Chi Hau Chen received his PhD in electrical engineering from Purdue University in 1965, MSEE degree from University of Tennessee, Knoxville in 1962 and BSEE degree from National Taiwan University in 1959. He is currently Chancellor Professor and Professor Emeriti of electrical and computer engineering, at the University of Massachusetts Dartmouth, where he has taught since 1968. His research areas are in statistical pattern recognition and signal/image processing with applications to remote sensing, geophysical, underwater acoustics & nondestructive testing problems; as well computer vision for video surveillance; time series analysis; and neural networks.
Dr Chen has published (edited and authored) 30 books in his areas of research, including a number of books published by World Scientific Publishing.
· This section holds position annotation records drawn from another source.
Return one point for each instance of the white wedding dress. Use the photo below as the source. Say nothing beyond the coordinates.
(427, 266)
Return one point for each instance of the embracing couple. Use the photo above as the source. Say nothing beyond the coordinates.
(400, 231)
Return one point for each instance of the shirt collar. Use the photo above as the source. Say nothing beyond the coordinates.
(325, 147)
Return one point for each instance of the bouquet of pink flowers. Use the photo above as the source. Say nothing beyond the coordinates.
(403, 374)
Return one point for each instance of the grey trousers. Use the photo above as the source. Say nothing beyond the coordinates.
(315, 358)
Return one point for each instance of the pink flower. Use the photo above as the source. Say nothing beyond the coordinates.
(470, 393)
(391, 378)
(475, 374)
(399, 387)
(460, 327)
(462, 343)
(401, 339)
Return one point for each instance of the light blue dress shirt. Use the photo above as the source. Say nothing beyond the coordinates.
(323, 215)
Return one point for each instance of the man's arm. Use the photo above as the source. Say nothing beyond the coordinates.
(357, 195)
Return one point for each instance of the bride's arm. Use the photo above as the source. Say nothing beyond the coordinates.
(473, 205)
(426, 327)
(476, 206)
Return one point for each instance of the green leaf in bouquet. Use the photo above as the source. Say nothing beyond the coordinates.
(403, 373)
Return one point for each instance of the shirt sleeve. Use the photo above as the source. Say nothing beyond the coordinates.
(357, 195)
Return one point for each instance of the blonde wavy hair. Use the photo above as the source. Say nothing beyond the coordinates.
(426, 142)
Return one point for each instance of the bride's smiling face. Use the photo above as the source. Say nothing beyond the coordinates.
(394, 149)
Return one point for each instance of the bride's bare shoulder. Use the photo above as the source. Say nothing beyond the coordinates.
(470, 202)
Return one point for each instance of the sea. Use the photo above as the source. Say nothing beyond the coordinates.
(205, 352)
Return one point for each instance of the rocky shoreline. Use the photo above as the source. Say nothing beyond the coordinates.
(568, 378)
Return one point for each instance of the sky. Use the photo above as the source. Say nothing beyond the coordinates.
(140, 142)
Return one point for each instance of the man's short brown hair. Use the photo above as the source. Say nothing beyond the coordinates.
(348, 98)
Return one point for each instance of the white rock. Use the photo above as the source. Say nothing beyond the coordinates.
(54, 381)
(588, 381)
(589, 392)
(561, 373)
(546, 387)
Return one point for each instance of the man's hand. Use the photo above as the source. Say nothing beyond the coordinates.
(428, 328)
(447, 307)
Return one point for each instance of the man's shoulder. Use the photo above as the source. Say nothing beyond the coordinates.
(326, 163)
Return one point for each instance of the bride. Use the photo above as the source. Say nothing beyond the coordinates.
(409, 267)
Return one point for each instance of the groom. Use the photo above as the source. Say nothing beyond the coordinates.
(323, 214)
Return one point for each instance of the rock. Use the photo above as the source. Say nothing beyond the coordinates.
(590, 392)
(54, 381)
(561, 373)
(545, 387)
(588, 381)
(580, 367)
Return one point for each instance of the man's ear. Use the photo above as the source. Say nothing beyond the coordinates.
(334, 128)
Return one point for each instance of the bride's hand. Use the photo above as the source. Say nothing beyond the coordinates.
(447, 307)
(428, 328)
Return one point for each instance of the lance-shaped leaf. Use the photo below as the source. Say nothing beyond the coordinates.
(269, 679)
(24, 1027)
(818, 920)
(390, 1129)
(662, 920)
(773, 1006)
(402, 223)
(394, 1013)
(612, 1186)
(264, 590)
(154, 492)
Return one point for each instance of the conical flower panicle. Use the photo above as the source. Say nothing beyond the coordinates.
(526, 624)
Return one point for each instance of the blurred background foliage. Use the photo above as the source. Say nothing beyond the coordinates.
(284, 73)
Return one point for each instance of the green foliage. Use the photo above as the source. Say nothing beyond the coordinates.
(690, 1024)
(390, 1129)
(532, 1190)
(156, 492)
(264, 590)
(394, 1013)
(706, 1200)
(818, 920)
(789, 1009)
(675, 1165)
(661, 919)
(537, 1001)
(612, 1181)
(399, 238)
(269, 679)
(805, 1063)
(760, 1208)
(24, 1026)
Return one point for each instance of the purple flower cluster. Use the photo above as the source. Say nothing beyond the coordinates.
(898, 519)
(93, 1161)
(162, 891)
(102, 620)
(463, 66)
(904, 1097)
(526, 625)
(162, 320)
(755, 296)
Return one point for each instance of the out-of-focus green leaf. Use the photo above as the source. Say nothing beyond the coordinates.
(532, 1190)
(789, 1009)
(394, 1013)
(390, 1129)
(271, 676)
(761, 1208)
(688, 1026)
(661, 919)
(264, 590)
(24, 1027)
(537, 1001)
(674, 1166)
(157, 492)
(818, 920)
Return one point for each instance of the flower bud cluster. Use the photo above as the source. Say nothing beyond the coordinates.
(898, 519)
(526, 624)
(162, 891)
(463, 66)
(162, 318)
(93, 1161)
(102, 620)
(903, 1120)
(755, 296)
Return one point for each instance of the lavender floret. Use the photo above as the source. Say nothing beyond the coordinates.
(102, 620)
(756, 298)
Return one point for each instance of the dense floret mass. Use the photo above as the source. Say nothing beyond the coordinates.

He was Associate Editor for International Journal of Pattern Recognition and Artificial Intelligence from 1986–2008. Since 2008 he has been an Editorial Board Member of Pattern Recognition Journal. Currently he is also the Series Editor in Computer Vision for World Scientific Publishing.
Dr Chen has been a Fellow of the Institute of Electrical and Electronic Engineers (IEEE) since 1988, a Life Fellow of the IEEE since 2003, Fellow of the International Association of Pattern Recognition (IAPR) since 1996, full member of the Academia NDT International since 200 and on the Fulbright Specialist Program since 2008.